En los últimos días, importadores de la Unión Europea habrían emitido al menos tres alertas por la detección de trazas del gen HB4 en harina de soja argentina, un evento biotecnológico que no está aprobado en ese mercado.

La noticia que casi paso desapercibida, generó preocupación en la industria agroexportadora, dado que la harina de soja es el principal producto de exportación del país y cualquier restricción podría tener un fuerte impacto económico.
La soja, desarrollada por Bioceres, fue aprobada en Argentina en 2015 bajo la condición de contar con autorización en los países compradores, algo que aún no ocurrió en la mayoría de los destinos. Según un mensaje difundido entre operadores del sector, los rechazos se habrían registrado en Países Bajos, lo que disparó reuniones entre el gobierno argentino y la Comisión Europea para intentar contener el daño.
El HB4 es cuestionado porque, aunque fue desarrollado para resistir sequías, su cultivo implica el uso de herbicidas altamente tóxicos como el glufosinato de amonio (15 veces más dañino que el glifosato), lo que genera riesgos para la salud humana, la biodiversidad, la calidad del agua y los ecosistemas.
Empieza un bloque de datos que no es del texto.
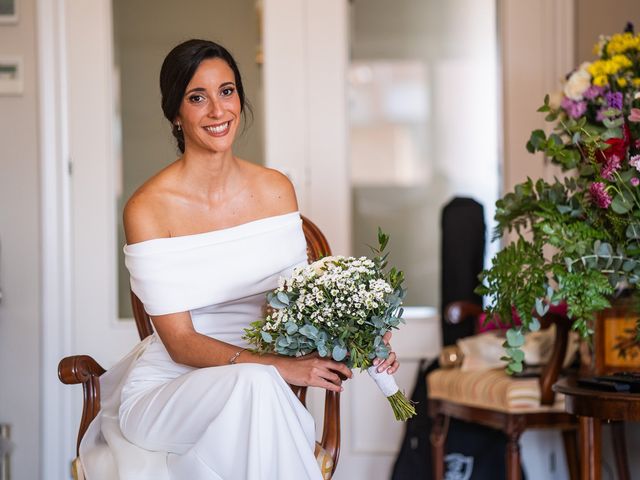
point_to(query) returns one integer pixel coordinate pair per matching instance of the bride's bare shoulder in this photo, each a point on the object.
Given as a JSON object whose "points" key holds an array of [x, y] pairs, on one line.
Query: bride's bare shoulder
{"points": [[273, 188], [145, 211]]}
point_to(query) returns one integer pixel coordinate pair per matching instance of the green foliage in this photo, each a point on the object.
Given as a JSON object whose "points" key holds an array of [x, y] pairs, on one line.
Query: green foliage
{"points": [[332, 318]]}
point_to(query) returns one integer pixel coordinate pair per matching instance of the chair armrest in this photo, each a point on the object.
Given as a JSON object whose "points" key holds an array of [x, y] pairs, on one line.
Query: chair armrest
{"points": [[552, 369], [331, 422], [85, 370], [331, 427]]}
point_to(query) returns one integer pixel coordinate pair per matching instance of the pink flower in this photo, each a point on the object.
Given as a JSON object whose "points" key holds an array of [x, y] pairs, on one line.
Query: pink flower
{"points": [[599, 195], [634, 116], [611, 166]]}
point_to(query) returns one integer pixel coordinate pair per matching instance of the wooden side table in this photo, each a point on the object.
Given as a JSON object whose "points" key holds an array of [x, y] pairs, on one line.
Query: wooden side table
{"points": [[591, 406]]}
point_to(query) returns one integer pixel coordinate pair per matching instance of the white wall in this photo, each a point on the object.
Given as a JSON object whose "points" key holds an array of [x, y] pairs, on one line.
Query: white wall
{"points": [[20, 254]]}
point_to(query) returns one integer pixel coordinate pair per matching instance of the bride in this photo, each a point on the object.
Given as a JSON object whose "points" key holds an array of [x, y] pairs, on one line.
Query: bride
{"points": [[207, 236]]}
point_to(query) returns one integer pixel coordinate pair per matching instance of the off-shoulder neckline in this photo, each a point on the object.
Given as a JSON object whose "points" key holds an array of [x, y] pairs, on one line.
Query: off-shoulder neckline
{"points": [[211, 233]]}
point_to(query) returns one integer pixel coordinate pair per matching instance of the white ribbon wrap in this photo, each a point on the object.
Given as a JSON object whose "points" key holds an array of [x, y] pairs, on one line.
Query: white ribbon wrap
{"points": [[385, 382]]}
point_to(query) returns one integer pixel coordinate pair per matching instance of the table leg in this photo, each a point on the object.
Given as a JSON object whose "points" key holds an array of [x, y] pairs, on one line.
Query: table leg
{"points": [[438, 438], [620, 450], [590, 453]]}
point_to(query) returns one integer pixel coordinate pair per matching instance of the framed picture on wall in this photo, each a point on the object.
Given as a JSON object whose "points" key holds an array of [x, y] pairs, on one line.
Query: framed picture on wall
{"points": [[8, 11], [11, 77]]}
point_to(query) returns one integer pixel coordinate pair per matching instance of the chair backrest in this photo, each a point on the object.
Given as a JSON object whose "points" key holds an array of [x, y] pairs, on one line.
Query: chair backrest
{"points": [[317, 247]]}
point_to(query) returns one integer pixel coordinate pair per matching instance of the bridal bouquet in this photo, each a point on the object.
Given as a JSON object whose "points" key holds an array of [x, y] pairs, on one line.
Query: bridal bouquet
{"points": [[340, 307]]}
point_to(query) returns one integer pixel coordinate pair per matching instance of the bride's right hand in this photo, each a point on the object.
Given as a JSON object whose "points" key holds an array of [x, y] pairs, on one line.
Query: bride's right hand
{"points": [[313, 371]]}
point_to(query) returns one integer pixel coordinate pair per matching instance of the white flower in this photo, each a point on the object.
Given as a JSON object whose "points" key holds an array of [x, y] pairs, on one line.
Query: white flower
{"points": [[578, 83]]}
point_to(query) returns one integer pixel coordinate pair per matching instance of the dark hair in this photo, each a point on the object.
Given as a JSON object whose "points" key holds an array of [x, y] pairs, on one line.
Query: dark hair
{"points": [[178, 68]]}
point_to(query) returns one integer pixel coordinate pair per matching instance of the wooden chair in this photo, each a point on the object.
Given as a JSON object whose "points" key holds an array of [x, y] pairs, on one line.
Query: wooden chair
{"points": [[468, 405], [85, 370]]}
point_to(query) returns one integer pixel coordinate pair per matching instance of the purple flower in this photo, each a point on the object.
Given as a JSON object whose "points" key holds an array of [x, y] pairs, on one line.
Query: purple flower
{"points": [[611, 166], [574, 109], [600, 116], [592, 92], [599, 195], [614, 100]]}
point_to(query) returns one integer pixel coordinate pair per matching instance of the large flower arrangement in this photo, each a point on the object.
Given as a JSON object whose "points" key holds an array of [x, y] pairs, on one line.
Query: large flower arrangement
{"points": [[578, 238]]}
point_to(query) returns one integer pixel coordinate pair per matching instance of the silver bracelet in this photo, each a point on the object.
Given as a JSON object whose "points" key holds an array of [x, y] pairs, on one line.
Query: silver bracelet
{"points": [[235, 356]]}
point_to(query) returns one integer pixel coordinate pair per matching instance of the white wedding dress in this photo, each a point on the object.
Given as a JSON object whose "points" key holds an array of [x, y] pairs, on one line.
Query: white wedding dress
{"points": [[162, 420]]}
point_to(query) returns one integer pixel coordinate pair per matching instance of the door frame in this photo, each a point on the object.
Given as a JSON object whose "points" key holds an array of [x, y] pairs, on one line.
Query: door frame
{"points": [[57, 433]]}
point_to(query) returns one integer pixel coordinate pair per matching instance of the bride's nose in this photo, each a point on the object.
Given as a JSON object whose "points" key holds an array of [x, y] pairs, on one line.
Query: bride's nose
{"points": [[216, 110]]}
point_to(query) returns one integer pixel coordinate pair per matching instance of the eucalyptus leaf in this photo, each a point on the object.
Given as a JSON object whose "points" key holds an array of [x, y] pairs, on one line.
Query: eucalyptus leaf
{"points": [[291, 327], [633, 231], [339, 353], [621, 203], [283, 297], [515, 337], [308, 331], [534, 324], [516, 354], [276, 303], [516, 367]]}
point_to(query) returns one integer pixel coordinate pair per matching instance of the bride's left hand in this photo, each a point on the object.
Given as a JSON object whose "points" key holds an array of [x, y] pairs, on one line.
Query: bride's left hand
{"points": [[391, 363]]}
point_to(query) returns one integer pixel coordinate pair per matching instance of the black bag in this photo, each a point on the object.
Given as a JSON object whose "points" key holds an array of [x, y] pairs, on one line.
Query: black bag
{"points": [[472, 452], [414, 459]]}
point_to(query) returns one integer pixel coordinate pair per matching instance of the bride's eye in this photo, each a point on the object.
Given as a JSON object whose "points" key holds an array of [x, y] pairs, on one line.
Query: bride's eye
{"points": [[196, 98]]}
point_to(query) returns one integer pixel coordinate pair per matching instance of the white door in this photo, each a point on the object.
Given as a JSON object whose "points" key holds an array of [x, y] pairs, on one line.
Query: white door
{"points": [[94, 178]]}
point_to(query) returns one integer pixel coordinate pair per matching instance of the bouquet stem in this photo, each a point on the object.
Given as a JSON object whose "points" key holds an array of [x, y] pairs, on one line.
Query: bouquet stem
{"points": [[403, 408]]}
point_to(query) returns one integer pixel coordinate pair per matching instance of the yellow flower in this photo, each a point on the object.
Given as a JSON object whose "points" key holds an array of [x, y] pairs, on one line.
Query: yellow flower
{"points": [[601, 81]]}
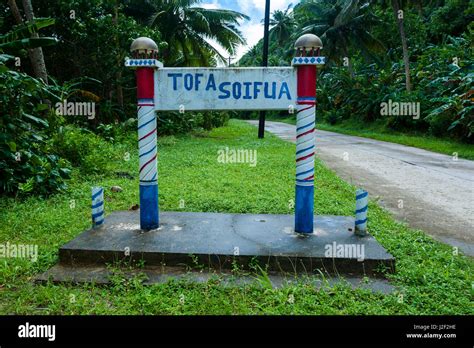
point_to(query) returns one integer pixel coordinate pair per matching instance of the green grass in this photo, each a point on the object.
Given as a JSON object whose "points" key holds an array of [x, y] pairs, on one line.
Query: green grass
{"points": [[375, 131], [430, 278]]}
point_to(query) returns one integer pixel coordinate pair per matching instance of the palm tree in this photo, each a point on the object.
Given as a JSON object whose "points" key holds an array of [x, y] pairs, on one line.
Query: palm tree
{"points": [[401, 29], [341, 25], [191, 32], [282, 25], [35, 54]]}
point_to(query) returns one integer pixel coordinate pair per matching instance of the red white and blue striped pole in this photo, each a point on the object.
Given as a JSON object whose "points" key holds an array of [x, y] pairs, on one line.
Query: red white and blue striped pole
{"points": [[97, 206], [362, 204], [145, 53], [306, 61]]}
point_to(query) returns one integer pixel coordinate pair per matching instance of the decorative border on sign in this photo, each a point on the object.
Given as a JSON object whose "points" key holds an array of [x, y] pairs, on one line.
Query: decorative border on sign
{"points": [[136, 63], [308, 61]]}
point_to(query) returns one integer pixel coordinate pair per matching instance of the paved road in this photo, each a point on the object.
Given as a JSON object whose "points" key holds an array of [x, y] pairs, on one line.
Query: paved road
{"points": [[430, 191]]}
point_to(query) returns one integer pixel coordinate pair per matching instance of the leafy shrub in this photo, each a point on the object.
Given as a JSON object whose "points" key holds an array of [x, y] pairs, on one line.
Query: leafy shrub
{"points": [[27, 162], [82, 149]]}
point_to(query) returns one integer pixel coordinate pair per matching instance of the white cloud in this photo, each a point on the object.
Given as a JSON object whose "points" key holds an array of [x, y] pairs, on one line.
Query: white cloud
{"points": [[252, 32], [274, 4], [214, 4]]}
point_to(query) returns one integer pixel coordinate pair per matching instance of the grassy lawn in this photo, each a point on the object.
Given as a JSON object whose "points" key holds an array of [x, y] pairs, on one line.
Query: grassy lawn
{"points": [[430, 278], [445, 146]]}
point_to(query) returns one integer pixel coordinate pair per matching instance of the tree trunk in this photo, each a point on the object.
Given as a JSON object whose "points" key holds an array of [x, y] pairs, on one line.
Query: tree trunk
{"points": [[406, 61], [35, 54], [118, 76]]}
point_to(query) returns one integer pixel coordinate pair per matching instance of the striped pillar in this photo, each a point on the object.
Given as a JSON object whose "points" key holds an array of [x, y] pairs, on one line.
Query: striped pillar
{"points": [[362, 203], [147, 149], [305, 147], [97, 206]]}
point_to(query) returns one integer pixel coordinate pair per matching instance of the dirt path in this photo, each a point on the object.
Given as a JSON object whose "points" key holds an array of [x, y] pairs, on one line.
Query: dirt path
{"points": [[429, 191]]}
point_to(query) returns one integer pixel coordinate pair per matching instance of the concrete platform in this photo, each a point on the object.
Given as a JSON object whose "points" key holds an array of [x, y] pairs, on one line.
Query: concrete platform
{"points": [[218, 241], [102, 276]]}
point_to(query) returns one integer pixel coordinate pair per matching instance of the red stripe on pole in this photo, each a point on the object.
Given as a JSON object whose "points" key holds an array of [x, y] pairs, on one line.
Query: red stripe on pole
{"points": [[147, 163], [306, 81], [307, 156], [143, 137], [145, 83]]}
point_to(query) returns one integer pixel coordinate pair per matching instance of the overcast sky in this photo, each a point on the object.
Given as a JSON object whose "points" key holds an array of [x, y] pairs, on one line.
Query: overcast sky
{"points": [[255, 9]]}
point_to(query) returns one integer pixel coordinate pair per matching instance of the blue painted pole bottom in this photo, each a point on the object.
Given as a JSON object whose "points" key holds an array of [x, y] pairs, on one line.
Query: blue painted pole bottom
{"points": [[149, 217], [304, 209]]}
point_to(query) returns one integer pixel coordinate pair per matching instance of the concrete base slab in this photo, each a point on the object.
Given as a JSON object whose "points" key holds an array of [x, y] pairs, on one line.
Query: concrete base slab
{"points": [[224, 241], [101, 275]]}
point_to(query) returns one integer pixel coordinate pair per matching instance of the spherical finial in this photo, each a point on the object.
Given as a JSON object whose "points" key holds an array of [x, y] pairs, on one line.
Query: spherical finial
{"points": [[308, 42], [144, 47]]}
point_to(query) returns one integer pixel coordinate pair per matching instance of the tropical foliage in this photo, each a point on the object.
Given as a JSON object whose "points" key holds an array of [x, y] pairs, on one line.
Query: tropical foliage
{"points": [[367, 63], [84, 44]]}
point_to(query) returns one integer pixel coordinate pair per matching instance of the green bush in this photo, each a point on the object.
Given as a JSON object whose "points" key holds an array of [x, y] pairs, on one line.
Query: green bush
{"points": [[27, 161], [169, 123], [83, 149]]}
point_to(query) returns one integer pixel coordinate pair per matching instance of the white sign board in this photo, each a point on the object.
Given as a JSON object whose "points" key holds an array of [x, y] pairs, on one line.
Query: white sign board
{"points": [[225, 89]]}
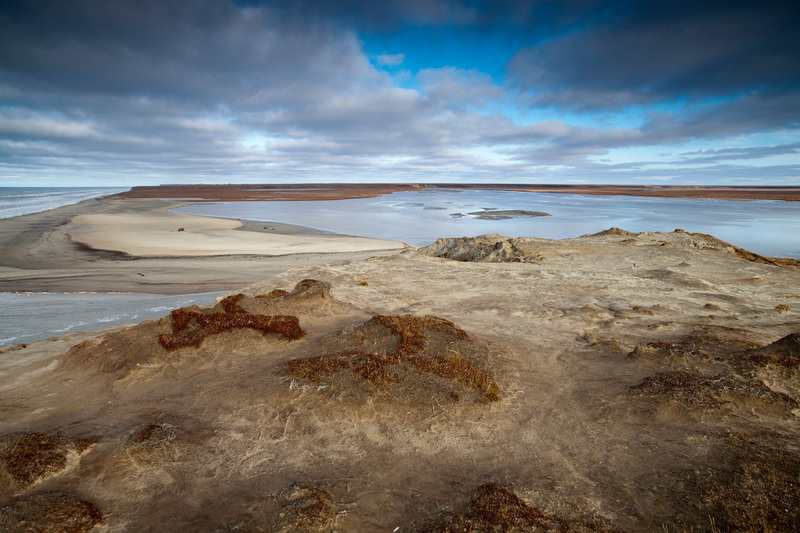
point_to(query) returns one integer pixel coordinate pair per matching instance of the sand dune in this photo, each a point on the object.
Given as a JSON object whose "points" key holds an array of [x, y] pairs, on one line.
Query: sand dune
{"points": [[639, 382]]}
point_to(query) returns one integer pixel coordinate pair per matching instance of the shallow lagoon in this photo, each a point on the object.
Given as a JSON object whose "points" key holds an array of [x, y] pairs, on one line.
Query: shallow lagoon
{"points": [[767, 227]]}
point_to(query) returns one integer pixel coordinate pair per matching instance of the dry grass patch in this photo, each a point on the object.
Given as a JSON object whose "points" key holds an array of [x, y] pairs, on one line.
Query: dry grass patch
{"points": [[55, 512], [754, 485], [191, 327], [696, 390], [304, 507], [784, 352], [494, 508], [30, 457], [392, 348]]}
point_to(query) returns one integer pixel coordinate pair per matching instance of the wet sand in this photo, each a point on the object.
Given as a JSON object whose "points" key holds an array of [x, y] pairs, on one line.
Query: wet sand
{"points": [[339, 191], [114, 244]]}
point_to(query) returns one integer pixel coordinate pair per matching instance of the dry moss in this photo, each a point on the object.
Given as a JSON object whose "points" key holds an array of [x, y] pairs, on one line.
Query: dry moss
{"points": [[709, 393], [55, 512], [784, 352], [494, 508], [661, 349], [153, 437], [304, 507], [190, 327], [276, 293], [412, 335], [686, 387], [756, 488], [29, 457]]}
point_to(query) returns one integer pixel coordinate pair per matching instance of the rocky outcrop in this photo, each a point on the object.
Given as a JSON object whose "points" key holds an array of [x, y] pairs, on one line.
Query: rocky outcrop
{"points": [[491, 248]]}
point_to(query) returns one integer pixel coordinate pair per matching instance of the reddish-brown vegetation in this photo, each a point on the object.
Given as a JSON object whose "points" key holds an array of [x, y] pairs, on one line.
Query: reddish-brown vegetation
{"points": [[190, 328]]}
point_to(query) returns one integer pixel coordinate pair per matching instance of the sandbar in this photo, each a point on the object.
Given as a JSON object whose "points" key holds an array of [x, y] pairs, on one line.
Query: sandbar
{"points": [[115, 244]]}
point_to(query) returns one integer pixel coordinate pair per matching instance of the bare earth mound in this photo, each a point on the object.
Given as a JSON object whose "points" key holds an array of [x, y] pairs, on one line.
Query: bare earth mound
{"points": [[403, 356], [614, 382]]}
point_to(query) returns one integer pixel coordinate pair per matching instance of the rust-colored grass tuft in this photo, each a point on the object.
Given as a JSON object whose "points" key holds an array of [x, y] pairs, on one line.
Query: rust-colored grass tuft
{"points": [[190, 327], [496, 508], [276, 293], [54, 512], [378, 369], [304, 508], [29, 457]]}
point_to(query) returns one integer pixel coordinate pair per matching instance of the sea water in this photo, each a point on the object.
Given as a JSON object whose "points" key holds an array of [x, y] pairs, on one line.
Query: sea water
{"points": [[766, 227], [16, 201], [29, 317]]}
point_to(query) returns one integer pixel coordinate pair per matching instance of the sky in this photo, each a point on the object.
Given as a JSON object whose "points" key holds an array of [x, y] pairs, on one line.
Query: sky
{"points": [[143, 92]]}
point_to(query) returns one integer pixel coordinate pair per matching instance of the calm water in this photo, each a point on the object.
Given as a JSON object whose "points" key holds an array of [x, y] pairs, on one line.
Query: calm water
{"points": [[16, 201], [29, 317], [767, 227]]}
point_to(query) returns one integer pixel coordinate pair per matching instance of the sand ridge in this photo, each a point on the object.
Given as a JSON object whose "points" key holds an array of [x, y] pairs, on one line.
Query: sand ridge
{"points": [[585, 434]]}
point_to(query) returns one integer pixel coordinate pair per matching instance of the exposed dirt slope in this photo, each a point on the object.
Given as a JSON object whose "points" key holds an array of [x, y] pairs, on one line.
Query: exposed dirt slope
{"points": [[643, 382]]}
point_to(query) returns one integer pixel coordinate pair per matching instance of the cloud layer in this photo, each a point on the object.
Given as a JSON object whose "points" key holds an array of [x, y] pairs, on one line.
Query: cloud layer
{"points": [[96, 92]]}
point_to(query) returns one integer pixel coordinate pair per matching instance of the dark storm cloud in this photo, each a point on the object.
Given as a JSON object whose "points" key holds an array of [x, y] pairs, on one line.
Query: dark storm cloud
{"points": [[207, 90], [648, 52]]}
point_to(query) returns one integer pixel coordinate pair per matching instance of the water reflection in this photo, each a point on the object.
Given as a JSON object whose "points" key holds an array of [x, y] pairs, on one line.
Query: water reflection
{"points": [[767, 227]]}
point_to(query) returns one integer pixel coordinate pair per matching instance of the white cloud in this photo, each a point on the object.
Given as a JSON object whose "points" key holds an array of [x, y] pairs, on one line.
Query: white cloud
{"points": [[390, 60]]}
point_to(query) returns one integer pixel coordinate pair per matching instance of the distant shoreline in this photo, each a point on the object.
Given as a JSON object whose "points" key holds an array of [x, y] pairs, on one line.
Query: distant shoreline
{"points": [[343, 191]]}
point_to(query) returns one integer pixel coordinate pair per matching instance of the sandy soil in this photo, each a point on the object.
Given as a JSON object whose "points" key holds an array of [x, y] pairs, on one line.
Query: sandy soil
{"points": [[135, 245], [634, 393]]}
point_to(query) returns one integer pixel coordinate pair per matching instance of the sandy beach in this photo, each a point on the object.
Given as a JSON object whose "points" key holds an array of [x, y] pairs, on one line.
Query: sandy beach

En el año 2022, la Agencia de Noticias Biodiversidadla adelantó que «La aprobación para su siembra del trigo transgénico HB4 en Argentina es un nuevo riesgo para la salud y la alimentación de las personas, debido a su resistencia al herbicida glufosinato de amonio, más tóxico aún que el glifosato».
La Cámara de la Industria Aceitera y el Centro de Exportadores de Cereales (CIARA-CEC) habrían compartido la advertencia con sus asociados, aunque oficialmente declinaron hacer comentarios. En paralelo, se pidió a productores, acopios y cooperativas extremar recaudos para evitar que granos HB4 ingresen en circuitos destinados a la UE.